OMGICU can pull regular people’s celebrity sightings from Twitter and Facebook, and our algorithm is really good at detecting those, even for niche celebrities. Below every picture, the app shows a “who” (description from Wikipedia) and a “where” (tagged map from Foursquare). When people are using the app actively, they can report sightings and actually map stuff near them. There’s also something called Sneakyshot [currently available for paid download as a standalone app, but also available as part of the free OMGICU app] that lets people shoot up to four photos while they’re pretending to talk on the phone, since not everyone is comfortable walking up to a celebrity and taking a picture.

Geekosystem: How will the app make money? Are you launching with display ads, or are you just trying to build up a user base first?
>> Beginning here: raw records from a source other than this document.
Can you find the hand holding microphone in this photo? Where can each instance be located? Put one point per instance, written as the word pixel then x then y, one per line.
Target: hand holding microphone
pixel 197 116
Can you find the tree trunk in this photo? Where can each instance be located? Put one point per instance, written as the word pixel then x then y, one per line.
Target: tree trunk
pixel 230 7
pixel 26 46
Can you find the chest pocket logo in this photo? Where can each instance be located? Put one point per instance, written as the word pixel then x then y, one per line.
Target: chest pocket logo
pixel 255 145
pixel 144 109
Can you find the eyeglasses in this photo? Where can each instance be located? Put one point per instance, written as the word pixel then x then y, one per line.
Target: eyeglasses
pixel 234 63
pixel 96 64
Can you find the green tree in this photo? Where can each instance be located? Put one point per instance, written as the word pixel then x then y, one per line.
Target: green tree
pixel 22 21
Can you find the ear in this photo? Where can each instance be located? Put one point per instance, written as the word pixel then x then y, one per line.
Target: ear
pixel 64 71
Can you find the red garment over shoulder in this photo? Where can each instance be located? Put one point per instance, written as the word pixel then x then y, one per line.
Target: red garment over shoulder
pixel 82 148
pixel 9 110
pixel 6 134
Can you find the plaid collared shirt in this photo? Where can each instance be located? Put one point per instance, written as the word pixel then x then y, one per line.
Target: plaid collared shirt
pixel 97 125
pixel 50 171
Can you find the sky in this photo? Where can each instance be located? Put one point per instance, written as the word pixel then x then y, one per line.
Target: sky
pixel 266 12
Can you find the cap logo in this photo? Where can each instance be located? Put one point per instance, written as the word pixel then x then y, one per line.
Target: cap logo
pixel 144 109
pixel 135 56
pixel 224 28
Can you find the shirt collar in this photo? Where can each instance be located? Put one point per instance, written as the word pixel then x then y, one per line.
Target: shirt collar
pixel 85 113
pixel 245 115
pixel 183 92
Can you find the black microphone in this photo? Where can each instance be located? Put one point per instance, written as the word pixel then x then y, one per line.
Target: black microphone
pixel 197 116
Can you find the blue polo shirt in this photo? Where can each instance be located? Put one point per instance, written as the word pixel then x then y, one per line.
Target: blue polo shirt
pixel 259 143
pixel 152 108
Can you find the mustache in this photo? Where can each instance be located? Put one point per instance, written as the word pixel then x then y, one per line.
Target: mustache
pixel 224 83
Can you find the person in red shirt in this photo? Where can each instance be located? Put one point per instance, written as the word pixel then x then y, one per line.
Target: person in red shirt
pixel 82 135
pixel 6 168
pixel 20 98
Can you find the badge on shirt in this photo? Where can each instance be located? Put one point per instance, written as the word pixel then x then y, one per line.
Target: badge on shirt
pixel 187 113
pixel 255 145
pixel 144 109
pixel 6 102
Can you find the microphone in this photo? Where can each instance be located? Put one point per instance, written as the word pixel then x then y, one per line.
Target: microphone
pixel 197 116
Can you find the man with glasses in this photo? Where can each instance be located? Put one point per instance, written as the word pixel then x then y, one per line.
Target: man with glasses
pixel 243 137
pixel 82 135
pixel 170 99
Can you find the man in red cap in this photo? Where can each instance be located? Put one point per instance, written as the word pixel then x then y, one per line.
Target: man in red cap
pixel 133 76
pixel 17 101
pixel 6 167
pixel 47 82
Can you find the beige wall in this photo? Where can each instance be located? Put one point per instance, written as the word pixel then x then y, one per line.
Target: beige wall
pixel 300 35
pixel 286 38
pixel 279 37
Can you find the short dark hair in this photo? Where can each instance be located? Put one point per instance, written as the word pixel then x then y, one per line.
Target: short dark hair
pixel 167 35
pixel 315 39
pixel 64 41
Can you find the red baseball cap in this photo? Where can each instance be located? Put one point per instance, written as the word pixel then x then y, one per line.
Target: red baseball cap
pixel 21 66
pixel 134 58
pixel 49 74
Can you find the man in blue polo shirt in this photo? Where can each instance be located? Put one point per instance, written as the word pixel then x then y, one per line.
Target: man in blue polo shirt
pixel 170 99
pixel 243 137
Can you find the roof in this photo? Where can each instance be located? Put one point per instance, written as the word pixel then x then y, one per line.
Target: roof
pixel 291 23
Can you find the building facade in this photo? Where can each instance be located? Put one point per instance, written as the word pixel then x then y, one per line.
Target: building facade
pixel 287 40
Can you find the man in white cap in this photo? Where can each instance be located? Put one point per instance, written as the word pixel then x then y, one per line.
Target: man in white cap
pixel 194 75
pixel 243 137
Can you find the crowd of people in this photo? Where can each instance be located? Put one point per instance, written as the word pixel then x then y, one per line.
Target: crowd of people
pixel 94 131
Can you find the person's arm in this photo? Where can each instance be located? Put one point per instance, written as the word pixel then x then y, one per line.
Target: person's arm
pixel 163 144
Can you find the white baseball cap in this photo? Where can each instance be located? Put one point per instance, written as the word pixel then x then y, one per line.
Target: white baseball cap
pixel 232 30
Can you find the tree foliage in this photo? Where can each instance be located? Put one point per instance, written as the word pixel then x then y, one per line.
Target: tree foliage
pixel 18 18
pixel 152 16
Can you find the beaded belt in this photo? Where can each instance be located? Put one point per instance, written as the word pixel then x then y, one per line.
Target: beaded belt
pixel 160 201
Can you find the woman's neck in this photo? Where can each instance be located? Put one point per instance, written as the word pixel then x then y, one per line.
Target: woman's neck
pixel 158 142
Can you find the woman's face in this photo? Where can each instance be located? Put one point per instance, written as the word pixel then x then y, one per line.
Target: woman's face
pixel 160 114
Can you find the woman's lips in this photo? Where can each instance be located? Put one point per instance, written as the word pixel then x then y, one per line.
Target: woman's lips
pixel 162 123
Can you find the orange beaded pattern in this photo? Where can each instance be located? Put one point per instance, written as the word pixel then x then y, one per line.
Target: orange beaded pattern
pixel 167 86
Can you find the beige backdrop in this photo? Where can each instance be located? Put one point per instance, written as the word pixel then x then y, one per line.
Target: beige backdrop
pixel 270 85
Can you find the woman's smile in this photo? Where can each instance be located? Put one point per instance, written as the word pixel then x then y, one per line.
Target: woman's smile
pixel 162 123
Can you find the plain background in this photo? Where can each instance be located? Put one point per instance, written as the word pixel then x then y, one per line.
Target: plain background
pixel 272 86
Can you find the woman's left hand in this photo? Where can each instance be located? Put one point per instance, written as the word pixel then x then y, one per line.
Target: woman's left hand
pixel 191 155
Dornbush: ‪No, it doesn’t make sense to launch with display ads. There has to exist an audience to monetize first and the best way to accomplish that is to build a great product. ‬ When an audience is large and engaged, in broad strokes, we can monetize the content they are capturing and sharing through OMGICU and we can connect people with brands and other commercial opportunities in the real-world. And this should play to the unique strengths of mobile devices and not look so much like display advertising does today anyhow.‬

A lot of our content relates to which celebrities use which brands and go to which businesses, and it’s not a new notion that celebrity purchasing behavior influences consumer behavior in meaningful ways. I think we have a lot of runway there.‬

Geekosystem: So what’s next?

Dornbush: First, filters and personalized feeds are part of the near-term product plan. Celebrity magazines have to be focused on a lowest common denominator, but the Internet has made celebrity kind of niche. There are plenty of interesting people who won’t get much coverage from mainstream publications but who have real followings, and you might not even think of them until you see whose photos people are Tweeting and posting to Facebook.

Also: Moving beyond the iPhone to other platforms. Android’s growth is crazy but there are a lot of people with BlackBerries who are not defecting anytime soon, so both those apps need to happen.